Loving uses repeated scenes like those as a way to efface the needier dramatic impulses most biopics give in to. In your average Loving, the movie would show us the Supreme Court’s decision come down with Richard and Mildred and their children in the room, crying and hugging and kissing and cheering, hats flying, flashbulbs shining. Loving instead keeps the Lovings out of the Supreme Court, despite the pleas of their lawyer (Kroll), and gives us the decision at the Loving home over the telephone. Only Mildred hears it, and she receives the news calmly. First of all, we must applaud any film which does not take a paint-by-numbers approach to feeling; the emotions of the viewer must be earned, and grabs for that emotion only serve to make the viewer spitefully disinclined to feel that way. (One is reminded of that scene in Amadeus where Salieri tells Mozart that he doesn’t even leave the Viennese with a big finish so they know when to clap; mainstream American cinema so often feels like a constant signifier for applause.) But more importantly, Richard and Mildred are not cheerers. They are not kissers. They are not sobbers. They are stoic, sturdy people with reactions to match, and the film does not plaster on some emotional appendage which would ruin our appreciation of the characters. A good biopic should find a way to align its structure with the life of its protagonist.
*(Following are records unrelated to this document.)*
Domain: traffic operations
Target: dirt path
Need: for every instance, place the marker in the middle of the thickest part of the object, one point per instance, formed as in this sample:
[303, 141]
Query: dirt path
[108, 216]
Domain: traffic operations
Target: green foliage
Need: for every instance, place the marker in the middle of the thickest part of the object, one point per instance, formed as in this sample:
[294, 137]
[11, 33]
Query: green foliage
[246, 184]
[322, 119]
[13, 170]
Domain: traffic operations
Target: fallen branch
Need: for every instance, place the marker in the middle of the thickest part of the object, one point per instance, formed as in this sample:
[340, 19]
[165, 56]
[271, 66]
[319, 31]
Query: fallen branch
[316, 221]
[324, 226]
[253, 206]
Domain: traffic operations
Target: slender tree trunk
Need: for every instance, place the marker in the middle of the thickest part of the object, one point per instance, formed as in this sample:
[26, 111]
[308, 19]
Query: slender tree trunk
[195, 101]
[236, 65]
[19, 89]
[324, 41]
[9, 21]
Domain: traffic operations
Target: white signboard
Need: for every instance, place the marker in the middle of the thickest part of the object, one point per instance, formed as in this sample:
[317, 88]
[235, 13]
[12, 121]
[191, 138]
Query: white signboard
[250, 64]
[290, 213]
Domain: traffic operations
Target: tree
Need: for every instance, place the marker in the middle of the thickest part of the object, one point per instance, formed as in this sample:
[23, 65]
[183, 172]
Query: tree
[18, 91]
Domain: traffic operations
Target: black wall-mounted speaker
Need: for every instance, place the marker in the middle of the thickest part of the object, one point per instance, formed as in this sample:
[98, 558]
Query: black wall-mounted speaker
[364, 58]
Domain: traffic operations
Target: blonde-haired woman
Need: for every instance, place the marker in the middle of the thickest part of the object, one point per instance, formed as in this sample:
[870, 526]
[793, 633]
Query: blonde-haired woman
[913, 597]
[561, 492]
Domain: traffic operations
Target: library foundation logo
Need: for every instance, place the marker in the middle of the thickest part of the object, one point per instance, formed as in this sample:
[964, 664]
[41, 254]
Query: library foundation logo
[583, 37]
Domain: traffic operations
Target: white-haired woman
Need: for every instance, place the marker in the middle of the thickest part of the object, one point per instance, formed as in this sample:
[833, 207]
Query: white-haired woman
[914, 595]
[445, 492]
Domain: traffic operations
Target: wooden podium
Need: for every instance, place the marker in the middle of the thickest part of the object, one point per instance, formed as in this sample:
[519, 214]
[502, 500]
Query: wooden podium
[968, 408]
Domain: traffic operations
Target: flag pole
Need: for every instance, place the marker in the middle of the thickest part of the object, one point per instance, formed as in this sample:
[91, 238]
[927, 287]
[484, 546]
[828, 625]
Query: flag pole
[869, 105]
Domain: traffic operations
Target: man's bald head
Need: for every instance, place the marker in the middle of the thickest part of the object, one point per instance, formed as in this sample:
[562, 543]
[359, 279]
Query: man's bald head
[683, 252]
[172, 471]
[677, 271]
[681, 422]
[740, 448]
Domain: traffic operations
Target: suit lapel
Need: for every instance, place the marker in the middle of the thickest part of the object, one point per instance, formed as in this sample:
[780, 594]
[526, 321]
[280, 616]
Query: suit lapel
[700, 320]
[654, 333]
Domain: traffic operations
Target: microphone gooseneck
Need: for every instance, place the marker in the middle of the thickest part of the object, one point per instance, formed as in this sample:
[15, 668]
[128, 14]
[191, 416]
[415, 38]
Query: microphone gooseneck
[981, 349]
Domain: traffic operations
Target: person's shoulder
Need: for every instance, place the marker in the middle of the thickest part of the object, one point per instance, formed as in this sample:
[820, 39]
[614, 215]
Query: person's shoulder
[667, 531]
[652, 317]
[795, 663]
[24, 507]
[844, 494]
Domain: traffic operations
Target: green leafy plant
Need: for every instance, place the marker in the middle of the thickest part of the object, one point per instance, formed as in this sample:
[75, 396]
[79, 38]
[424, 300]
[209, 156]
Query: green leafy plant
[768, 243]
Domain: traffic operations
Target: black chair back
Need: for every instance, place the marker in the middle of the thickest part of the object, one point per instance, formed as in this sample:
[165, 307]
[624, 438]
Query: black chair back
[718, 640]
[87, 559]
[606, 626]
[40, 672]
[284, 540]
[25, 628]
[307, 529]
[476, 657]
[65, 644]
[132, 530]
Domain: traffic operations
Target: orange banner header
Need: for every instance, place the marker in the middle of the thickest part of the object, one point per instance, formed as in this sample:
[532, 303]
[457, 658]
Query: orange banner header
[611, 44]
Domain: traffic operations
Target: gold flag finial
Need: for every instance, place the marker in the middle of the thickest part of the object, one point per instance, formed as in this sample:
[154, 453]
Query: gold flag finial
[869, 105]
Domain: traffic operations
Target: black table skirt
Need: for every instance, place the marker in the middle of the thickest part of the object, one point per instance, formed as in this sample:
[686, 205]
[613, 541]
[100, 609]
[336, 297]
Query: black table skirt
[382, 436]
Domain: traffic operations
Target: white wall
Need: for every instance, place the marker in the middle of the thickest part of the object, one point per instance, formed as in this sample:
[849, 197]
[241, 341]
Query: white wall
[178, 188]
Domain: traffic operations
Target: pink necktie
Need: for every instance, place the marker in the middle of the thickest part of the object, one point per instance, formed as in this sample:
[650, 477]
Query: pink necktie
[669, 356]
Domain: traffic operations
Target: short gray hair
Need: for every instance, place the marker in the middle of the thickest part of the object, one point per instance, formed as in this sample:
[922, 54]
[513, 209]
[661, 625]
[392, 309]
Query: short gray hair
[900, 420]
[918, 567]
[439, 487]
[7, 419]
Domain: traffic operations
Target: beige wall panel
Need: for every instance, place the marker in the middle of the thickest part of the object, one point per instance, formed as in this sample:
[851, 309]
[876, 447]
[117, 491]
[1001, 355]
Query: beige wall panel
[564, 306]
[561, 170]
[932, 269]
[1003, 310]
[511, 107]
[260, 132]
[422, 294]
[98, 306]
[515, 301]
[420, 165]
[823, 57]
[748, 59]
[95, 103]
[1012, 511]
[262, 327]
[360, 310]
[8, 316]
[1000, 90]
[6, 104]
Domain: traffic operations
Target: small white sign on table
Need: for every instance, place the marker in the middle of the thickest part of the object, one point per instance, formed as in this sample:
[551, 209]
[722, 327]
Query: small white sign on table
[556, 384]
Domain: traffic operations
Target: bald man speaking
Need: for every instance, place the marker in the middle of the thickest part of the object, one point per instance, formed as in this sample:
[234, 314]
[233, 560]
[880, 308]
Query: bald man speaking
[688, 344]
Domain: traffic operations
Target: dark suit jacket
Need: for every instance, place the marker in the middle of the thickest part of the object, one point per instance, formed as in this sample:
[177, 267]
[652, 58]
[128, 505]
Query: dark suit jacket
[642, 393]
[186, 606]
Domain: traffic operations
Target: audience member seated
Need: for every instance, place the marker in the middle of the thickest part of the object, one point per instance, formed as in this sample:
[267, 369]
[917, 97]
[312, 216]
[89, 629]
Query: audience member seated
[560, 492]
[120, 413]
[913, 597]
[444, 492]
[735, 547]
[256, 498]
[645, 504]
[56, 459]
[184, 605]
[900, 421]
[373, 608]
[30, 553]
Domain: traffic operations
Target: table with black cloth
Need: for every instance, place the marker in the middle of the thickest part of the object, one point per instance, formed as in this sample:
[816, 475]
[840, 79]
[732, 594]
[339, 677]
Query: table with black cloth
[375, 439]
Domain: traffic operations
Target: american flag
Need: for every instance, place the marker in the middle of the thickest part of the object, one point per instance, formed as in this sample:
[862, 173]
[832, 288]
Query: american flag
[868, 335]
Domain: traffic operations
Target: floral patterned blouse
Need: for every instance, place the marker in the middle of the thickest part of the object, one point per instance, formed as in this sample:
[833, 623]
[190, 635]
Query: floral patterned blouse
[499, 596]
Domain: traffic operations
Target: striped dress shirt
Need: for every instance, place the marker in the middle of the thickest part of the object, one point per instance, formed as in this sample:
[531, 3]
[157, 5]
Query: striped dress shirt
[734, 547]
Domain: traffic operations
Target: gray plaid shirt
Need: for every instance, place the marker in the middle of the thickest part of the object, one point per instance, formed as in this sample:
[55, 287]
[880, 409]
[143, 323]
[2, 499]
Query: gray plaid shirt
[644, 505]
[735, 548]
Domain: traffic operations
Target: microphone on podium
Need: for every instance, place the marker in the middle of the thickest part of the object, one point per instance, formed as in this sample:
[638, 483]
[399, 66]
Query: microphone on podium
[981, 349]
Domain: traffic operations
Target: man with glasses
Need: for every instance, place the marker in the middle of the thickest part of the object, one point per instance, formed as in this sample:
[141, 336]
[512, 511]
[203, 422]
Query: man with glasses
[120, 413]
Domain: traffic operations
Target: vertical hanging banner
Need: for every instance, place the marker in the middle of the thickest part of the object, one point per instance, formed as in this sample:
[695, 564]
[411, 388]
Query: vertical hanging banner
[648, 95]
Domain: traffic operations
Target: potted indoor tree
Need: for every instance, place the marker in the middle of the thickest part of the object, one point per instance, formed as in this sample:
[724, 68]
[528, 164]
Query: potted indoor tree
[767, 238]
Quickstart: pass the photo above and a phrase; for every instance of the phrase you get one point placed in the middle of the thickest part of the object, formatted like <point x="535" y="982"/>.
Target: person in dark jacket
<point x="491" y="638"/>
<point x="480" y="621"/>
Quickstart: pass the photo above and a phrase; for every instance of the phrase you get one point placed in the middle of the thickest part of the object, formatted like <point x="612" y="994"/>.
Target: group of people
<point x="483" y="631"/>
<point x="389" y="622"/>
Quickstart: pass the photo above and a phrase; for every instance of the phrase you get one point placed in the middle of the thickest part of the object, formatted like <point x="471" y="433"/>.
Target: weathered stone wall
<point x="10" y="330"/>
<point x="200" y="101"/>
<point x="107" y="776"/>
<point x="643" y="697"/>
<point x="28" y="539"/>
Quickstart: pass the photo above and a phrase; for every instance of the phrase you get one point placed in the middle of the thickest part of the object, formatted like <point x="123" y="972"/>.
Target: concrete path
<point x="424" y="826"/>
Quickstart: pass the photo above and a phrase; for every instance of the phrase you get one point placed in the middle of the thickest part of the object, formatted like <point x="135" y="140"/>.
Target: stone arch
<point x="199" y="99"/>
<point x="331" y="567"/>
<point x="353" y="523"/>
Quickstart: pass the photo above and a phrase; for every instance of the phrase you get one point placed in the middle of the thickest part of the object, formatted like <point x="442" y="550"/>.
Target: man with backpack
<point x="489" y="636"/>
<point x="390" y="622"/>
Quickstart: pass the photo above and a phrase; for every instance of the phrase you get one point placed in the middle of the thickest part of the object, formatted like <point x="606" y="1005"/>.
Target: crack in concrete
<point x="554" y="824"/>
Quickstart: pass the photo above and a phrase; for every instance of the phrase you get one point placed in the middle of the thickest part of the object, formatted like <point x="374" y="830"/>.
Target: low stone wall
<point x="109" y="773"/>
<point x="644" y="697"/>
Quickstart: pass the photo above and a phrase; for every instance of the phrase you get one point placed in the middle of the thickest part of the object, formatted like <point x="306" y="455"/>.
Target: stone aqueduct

Jackie (and even Milk, which would be a fairly typical entry if not for its quality) recognizes that the life of the onetime First Lady was understood retrospectively from November 22, 1963 on; it uses an unnamed reporter’s interview with Jackie to tell the story. Marie Antoinette understood its central character as the privileged, candy-coated precursor to the ritzy daughters of Manhattan and Brentwood, and so it rejoices in anachronisms—pop songs, a bitchy lipstick color for “Let them eat cake”—which make the story more relatable to our time. And Loving sees that its characters are not easily ruffled, and so the film itself stands as stolid and sure as Richard’s masonry.